After a great deal of uncertainty up until the very last minute, a compromise was ultimately found with the signature on 24 December 2020 of a “Brexit” Agreement (the "TCA") that purports to respect the red lines of both parties. The EU maintains the integrity of the single market and a robust enforcement mechanism. The UK achieves a free trade agreement for zero-tariff, zero-quota in trade in goods and avoids any role for the European Court of Justice in settling disputes (other than in Northern Ireland). On the other hand, it does not cover areas which were essential for the UK when it was part of the Union. In particular, services, which represent the vast majority of the UK economy, are by and large absent from the TCA.
FAMILIAR PROVISIONS, A BESPOKE MODEL
The TCA was inspired by trade agreements already concluded by the EU with third countries, whose terms are familiar to international trade and investment specialists. However, the level of economic integration achieved between the EU and the UK over almost 50 years makes this agreement unlike any other. Thus, while the TCA makes extensive reference to the provisions of WTO law, governing relations between the European Union and third countries, it also relies on additional provisions that reveal the proximity of the UK to the EU.
Although the TCA preserves a UK alignment with the EU in a number of respects, the UK has chosen to leave the customs union in favour of a free-trade area relationship with the EU. As a result, the degree of UK’s legal integration with the EU is substantially reduced and does not match the closer integration, at least from a trade and customs point of view, of certain agreements with other third countries in the region, namely:
Norway, Iceland and Liechtenstein, whose trade relationship with the EU is governed by the deeply integrative European Economic Area (EEA) agreement. For instance, under the EEA agreement, no anti-dumping or countervailing duties may be imposed by any party on industrial goods originating in the EEA. The same will not apply in EU-UK relationship;
Switzerland, which did not join the EEA but signed numerous wide-ranging sector-specific agreements with the EU. Even with other agreements in prospect, the TCA does not suggest a similar direction of travel to the level of market opening achieved by Switzerland; in this respect, Switzerland may also be viewed as enjoying closer links with the EU compared to post-Brexit UK.
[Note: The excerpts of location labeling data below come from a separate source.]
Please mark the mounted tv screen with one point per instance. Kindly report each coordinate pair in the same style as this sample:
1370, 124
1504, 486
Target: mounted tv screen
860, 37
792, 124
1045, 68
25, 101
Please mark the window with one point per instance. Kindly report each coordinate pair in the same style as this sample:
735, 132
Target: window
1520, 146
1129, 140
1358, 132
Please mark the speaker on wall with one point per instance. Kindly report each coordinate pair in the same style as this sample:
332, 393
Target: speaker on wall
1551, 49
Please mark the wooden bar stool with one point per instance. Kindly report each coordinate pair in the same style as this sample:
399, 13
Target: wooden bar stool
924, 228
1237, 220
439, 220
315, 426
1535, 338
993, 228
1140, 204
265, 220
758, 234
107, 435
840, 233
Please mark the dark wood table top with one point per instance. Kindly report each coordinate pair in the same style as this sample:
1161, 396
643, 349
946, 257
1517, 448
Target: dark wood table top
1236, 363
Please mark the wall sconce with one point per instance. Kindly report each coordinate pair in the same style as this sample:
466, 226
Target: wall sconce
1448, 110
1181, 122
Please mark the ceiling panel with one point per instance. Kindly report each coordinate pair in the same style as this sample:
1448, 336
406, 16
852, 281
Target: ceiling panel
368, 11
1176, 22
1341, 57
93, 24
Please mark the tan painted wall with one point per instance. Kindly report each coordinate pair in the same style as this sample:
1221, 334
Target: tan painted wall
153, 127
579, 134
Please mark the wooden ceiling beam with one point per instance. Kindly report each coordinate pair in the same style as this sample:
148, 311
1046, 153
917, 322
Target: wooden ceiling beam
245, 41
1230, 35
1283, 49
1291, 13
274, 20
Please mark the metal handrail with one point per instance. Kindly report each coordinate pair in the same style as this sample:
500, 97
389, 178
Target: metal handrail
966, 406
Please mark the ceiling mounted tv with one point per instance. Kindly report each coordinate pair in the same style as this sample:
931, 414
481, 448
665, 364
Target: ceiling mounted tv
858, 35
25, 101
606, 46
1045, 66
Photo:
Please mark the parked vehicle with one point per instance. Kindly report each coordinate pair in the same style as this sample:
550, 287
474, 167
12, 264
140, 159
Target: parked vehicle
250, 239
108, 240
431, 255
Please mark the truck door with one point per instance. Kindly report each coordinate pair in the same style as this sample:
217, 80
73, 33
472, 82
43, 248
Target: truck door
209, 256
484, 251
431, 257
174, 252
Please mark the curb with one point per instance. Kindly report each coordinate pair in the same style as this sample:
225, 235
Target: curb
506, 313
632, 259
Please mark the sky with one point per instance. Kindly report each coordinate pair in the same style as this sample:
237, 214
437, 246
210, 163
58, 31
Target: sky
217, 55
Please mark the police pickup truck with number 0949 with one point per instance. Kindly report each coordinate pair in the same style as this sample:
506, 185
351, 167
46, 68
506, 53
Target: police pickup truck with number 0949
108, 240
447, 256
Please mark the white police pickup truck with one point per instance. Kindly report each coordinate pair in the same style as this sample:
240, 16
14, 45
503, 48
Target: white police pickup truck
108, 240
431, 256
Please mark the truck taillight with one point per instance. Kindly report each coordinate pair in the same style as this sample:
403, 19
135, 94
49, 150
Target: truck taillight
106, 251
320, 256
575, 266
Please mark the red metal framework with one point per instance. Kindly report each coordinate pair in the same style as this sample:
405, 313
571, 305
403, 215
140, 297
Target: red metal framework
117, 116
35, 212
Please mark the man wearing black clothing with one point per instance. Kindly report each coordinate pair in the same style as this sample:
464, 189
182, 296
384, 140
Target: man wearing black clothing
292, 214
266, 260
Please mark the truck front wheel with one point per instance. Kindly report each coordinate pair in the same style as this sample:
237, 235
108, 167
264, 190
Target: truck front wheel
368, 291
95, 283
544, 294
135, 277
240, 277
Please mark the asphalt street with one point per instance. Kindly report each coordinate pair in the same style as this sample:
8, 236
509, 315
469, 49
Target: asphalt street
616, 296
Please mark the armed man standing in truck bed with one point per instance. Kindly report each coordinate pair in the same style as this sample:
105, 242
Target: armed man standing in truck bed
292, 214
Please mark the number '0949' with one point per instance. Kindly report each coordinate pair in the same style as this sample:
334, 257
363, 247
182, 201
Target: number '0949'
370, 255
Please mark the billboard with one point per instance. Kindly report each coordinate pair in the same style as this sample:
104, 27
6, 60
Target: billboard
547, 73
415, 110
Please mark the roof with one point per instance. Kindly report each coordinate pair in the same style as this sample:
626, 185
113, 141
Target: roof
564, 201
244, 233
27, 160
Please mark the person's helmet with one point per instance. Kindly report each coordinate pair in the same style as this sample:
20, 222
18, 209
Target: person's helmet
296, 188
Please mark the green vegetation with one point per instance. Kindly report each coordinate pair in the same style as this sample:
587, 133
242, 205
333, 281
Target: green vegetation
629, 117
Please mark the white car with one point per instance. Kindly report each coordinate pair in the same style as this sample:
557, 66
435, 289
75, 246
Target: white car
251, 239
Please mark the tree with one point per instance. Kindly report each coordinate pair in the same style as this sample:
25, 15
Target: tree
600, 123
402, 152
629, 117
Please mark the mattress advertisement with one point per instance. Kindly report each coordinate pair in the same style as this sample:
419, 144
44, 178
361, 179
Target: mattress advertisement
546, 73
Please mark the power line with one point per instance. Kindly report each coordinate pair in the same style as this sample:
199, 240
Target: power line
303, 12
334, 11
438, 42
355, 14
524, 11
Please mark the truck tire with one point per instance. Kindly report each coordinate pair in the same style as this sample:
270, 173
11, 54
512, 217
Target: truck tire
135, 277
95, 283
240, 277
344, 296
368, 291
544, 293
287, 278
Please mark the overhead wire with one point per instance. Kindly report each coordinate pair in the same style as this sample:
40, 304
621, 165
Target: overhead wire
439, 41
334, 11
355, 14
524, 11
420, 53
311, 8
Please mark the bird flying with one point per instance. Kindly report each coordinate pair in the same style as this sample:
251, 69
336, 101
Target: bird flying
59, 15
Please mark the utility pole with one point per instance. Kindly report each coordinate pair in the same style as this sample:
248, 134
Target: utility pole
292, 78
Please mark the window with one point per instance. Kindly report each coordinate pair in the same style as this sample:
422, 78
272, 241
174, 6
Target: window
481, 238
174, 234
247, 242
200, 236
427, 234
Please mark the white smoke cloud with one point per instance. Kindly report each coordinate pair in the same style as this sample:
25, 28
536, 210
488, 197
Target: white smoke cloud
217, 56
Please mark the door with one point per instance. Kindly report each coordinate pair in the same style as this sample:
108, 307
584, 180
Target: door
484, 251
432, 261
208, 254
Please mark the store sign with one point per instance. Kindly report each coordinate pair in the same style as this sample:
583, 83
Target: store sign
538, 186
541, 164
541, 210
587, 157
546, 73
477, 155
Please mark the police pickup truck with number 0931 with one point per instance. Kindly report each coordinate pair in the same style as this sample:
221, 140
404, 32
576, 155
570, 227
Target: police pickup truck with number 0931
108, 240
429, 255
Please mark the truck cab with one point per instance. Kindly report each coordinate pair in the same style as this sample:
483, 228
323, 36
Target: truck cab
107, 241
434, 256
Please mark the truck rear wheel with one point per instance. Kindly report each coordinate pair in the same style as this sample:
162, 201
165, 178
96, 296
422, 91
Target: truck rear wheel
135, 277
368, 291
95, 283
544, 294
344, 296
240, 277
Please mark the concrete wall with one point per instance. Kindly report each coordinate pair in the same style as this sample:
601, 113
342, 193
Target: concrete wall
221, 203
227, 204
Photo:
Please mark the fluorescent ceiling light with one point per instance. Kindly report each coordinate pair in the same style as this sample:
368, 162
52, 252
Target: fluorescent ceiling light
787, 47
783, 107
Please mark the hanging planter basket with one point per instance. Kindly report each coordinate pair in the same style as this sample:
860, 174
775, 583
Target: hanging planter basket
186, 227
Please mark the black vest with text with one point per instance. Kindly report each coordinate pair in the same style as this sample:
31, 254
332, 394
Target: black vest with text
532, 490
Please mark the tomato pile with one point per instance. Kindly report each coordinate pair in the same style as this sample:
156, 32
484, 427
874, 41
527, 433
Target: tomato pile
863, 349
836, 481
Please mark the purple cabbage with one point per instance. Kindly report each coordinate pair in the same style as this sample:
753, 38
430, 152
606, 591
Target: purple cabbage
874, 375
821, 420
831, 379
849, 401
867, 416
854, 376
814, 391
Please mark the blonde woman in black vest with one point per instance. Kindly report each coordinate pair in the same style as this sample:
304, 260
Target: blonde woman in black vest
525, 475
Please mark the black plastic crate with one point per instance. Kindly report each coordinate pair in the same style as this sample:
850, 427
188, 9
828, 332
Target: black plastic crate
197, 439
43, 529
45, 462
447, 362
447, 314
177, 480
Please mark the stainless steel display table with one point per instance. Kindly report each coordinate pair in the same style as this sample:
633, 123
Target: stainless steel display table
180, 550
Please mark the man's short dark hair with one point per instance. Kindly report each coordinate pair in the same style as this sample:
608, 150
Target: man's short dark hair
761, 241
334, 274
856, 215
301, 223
Against this background, from a trade point of view, the UK’s relationship with the EU, although of a rather particular nature to the UK's lengthy past EU membership, may be more accurately compared to that of a non-European third country like Japan with which the EU has signed an Economic Partnership Agreement including a far-reaching trade component. This may provide the UK with more ability to diverge on trade relationships and create some regulatory arbitrage in a way that other third countries, like Switzerland or Norway, cannot.